Exercises in Seating
In Max Lamb's creations, he consistently seeks opportunities to infuse individuality into ever-evolving themes, leaving distinct imprints on materials and craftsmanship. In the "Exercise in Seating" exhibition of 2015, Lamb meticulously crafted a variety of works using stone, wood, textiles, polystyrene, and various metals, seamlessly blending design, art, and functional objects into captivating new forms.
This series of works traces back to 2005 when Max Lamb, then a sophomore in university, embarked on a journey of self-discovery as a designer. "I really wanted to know who I am as a designer or what kind of person I could become... That's when I realized I always needed to involve my hands as much as possible in design, but I also recognized my proficiency in experimentation."

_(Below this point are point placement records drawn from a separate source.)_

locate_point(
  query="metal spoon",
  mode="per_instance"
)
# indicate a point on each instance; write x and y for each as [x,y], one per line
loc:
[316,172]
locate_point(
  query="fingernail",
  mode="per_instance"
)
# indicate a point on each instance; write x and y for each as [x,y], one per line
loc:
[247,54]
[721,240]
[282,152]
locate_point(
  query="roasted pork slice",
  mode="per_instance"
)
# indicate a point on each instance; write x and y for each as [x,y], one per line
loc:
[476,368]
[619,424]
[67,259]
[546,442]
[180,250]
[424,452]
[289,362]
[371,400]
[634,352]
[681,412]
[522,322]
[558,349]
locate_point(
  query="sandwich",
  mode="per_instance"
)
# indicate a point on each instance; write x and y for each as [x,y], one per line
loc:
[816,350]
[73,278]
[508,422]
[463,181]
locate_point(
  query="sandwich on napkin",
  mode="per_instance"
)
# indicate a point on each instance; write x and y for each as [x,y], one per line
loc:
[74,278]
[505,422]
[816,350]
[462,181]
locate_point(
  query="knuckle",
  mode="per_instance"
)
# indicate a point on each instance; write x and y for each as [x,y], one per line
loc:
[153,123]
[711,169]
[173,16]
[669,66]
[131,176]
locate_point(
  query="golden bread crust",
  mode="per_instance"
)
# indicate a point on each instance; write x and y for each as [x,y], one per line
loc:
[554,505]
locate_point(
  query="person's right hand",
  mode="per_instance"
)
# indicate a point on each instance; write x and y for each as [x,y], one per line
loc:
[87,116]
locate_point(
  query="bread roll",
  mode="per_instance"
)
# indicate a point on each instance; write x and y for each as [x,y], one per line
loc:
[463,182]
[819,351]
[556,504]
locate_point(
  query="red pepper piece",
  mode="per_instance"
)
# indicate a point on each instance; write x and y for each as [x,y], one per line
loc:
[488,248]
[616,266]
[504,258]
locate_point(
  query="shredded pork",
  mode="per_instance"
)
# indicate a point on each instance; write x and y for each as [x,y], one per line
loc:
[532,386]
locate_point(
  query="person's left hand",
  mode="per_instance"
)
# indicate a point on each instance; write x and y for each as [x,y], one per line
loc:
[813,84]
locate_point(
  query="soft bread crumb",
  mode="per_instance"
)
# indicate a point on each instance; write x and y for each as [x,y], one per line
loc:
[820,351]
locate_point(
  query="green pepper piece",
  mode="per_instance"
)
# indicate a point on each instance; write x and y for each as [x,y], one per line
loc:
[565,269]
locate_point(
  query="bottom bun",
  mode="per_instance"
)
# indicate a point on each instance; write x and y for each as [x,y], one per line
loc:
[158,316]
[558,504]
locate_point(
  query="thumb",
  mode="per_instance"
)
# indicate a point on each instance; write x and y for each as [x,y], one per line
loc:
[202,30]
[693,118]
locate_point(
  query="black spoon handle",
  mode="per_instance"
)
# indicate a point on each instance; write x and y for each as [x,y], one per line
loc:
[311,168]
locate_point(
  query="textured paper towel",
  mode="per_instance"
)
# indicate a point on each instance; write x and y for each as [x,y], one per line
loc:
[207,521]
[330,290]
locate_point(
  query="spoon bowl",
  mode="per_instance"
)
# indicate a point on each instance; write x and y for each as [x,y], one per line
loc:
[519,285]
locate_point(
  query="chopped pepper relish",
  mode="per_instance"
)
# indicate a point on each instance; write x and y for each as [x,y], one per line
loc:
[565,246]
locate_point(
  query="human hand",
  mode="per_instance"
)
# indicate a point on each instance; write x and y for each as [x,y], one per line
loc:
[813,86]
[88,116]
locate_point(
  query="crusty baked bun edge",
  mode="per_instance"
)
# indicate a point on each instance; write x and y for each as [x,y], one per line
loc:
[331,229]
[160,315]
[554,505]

However, for a young designer, proclaiming "I want to make ten thousand things" is a challenging endeavor. For Max Lamb, the significance of the "Exercise in Seating" lies in choosing a type, namely chairs, and exploring as many variables as possible within this realm. Subsequently, Max Lamb has maintained a hands-on approach in his work, leading him into a prolific and customized creative state.
"This is what I've always been doing—spending a lot of time exploring the concept of value—monetary value, emotional value, and so on. At that time, I was very dissatisfied with the design of homogenization and global consumption."
——Max Lamb，Interviewed by Nude Paper
In a project in 2020, Max Lamb handcrafted 60 chairs using polystyrene sheets over three days. These chairs explore the tension between individual preferences and mass production forms: "If you observe the outline of each chair, you'll notice a repetition, but upon closer examination, you'll discover personality embedded within."
In the project "My Grandfather's Tree," he meticulously dissected a 187-year-old wax tree that was felled on his grandfather's farm—both to commemorate his grandfather and to give this magnificent tree a second life as tables and chairs.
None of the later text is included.